QUIERO SER OCEANÓGRAFO (MAX)

 

 

Es la profesión actual más se parece a los grandes exploradores de la historia. La superficie del planeta la tenemos bastante bien conocida, especialmente gracias a los satélites no quedan territorios ocultos, ni zonas del mapa difuminadas… pero el océano es mucho más que una capa superficial. Es un mundo tridimensional con toda su complejidad. En tierra somos capaces de diferenciar con facilidad el bosque mediterráneo, los desiertos, la sabana, la selva, los bosques de coníferas… En el mar, las diferencias son más sutiles, pero a las escala de los organismos más abundantes de la tierra (el plancton, especialmente el famoso Prochlorococcus), son comparables a los grandes ambientes de las tierras emergidas. En el océano, le llamamos masas de agua a esos ambientes.

Una masa de agua es un volumen de agua que tiene unas determinadas características. Una vez esa cantidad de agua se separa de la superficie (porque se hunde o porque otra masa de agua más ligera la aísla de la atmósfera) tiene dos propiedades invariables a lo largo de su recorrido en las profundidades: la temperatura y la salinidad. Esas dos propiedades sólo cambiarían por la mezcla con otra masa de agua. Pero la diferencia de densidad hace imposible esa mezcla (¿habéis conseguido mezclar aceite con agua sin añadir energía externa?).

Esa masa de agua, tiene diluidas varias cosas, como carbono, oxígeno, nutrientes, etc… pero estas concentraciones sí que son variables, ya que en esa masa de agua hay organismos que viven, consumen el oxígeno y la materia orgánica disuelta, y la transforman en carbono, y nutrientes. Y cuando esas masas de agua se alejan de la zona dónde llega la luz del sol, ningún organismo fotosintético puede transformar los nutrientes en materia orgánica de nuevo.

Lo más impresionante de todo es poder poner nombre a las masas de agua, ya que podemos conocer su origen. Por ejemplo, en medio del atlántico me hace mucha ilusión que a unos mil metros de profundidad se encuentre una agua relativamente cálida, y muy salada. Se trata del agua Mediterránea, y le llamamos así porque es el agua que sale por la parte profunda del estrecho de Gibraltar. Pero también nos encontramos con agua del Labrador, o agua antártica, todas bien estratificadas en función de su densidad.

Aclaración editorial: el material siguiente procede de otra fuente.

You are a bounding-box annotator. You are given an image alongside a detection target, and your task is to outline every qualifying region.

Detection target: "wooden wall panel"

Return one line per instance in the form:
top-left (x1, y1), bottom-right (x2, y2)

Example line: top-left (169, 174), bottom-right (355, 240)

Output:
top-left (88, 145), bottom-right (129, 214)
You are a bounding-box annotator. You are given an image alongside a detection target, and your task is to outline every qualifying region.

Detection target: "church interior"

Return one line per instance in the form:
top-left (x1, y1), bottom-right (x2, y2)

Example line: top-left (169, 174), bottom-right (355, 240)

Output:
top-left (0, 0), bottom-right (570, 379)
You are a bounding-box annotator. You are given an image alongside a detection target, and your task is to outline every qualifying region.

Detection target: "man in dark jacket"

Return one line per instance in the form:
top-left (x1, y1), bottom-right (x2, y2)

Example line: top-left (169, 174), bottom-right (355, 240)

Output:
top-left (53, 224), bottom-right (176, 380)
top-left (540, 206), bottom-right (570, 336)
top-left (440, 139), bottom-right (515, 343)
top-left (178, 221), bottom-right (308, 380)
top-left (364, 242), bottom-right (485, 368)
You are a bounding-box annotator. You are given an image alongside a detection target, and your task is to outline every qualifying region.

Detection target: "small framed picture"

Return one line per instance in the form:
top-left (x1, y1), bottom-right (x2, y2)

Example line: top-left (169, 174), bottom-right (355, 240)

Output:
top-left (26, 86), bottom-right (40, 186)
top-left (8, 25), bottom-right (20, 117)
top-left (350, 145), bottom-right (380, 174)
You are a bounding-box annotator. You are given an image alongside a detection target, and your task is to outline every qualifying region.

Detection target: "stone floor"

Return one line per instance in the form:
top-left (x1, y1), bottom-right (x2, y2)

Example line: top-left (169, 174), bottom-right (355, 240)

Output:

Y lo más emocionante de eso es explorarlo. Cómo su particularidad no se puede percibir con el esquema visual al que estamos acostumbrados, debemos usar aparatos, reacciones, sensores, etc. que nos desvelen lo que tiene o lo que no tiene el agua que nos interesa.

Por ejemplo, mientras escribo estas líneas el autoanalizador (un aparato que de “auto” tiene poco porque hay que estarle bastante encima) está absorbiendo las muestras de agua que recogí de la última roseta, le inyecta los reactivos adecuados, y me está dando el dato que me sirve para calcular la concentración de nutrientes. En nuestro caso lo tenemos preparado para que pueda medir nitrato, fosfato y silicato. Y con esas concentraciones podemos sacar muchísima información. Sería como seguir rastros en un bosque inexplorado…

Es por eso, que la profesión de oceanógrafo me apasiona tanto. Se encuentra entre el límite de la ciencia y la exploración. Igual que hace siglos barcos como el Challenger, el Beaggle, o tantos otros buques que navegaron por los mares buscando continentes, islas, o cualquier cosa admirable por un naturalista, ahora lo hacemos nosotros, navegamos, y en vez de dibujar lo que no podemos ver, los analizamos y lo transformamos en datos con la finalidad de explicar cómo se organiza y organizaba el ecosistema.